Fast forward twenty years. Tom and I were taking the kids to the river. They each had their little fishing poles and buckets. When you're a mom, you have to put on the "cool" face again like, " no big deal," and be brave in baiting the hooks for your kiddos, though inside you're screamiing with every fiber of your being... gross, Gross, GROSS!!! They were so proud to catch their tiny, little fishlings. They never wanted to keep them. They just had fun going through the exercise. A couple of them took some time to get used to casting. To me, this step always seemed counter-intuitive. You've got to press down on the release button to hold the line until you're ready to send it sailing. Once you throw the line out there, you've got to simultaneously let go of the release in order to have your line unfurl and successfully cast. If you never let go of the button, the line won't sail, and the weight will just drop right back at your feet.
I've been thinking a lot about casting lately, and, no, I'm not planning a fishing trip any time soon, in case you were wondering. I've been thinking a great deal about Psalm 55:22, "Cast your burden on the Lord, and He will sustain you; He will never permit the righteous to be moved." It seems like every time I turn around, there is something else on the radar to be concerned about. The state of our country, the state of our government, the state of our health, the state of our schools, the state of our jobs... etc., etc., etc., are all grave concerns right now. Much is out of our conrtol. So many things weigh heavily on our hearts, and yet there seems so little we can actually do to remedy these issues on our own. That's why I thought about those little poles sitting in our backyard shed.
The last time our family was all together was Christmas. The weather was wonderful. It afforded us the opportunity to get outside in the yard and play. Tom went out to the shed and retrieved the trusty "Tweety" and "Little Mermaid" fishing poles to let Ben and Flint have a go at casting washers toward the garage. Casting is hard. It takes practice, but as with anything... even if practice doesn't make perfect, it certainly makes "better." Before long, they were getting the hang of it... mostly, and we would hear the washers "ping" against the siding.

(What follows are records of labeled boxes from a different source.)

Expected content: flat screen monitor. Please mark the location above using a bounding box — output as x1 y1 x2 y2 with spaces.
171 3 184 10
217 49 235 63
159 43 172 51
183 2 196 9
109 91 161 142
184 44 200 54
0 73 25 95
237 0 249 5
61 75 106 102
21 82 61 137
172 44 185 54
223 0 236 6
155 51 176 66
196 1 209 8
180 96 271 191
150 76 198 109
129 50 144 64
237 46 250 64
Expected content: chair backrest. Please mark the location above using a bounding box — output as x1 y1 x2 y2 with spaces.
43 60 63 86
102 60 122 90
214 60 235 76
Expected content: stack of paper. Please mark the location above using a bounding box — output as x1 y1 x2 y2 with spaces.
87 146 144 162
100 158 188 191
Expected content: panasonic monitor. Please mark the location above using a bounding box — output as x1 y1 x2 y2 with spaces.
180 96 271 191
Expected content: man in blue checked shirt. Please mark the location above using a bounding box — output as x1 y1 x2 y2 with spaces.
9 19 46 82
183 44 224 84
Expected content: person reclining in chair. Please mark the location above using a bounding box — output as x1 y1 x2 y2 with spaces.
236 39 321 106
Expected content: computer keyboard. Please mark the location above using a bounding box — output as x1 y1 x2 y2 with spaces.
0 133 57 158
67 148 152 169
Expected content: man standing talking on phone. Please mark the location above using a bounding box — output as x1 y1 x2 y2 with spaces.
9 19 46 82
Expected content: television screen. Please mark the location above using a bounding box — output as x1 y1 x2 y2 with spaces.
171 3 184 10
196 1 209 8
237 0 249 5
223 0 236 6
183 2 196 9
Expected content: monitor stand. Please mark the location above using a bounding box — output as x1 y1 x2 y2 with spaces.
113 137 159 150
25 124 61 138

It's easy to get discouraged when we can't get the line to cast. It's frustrating to see the weight dangling once again at our feet. The key is in letting go. It does absolutely no good to throw a weighted line out there while still hanging on to it. Though I'm not a fisherman, I suppose I've been practicing casting for most of my life.... casting burdens. Sometimes I get it right, and there is an exhilaration... a relief... in seeing that weight hurtling through the air far away from me. Sometimes I get it wrong, and the weight drops back at my feet. My Heavenly Father is patient with me, ever patient. He sees the frustration and the discouragement written across my face. He knows my heart is heavy with burdens I need not hold and carry. So, like a good parent, He comes to me with a calming whisper in His voice and a reassuring twinkle in His eye, and encourages me to cast again, and this time, to trust... and let go.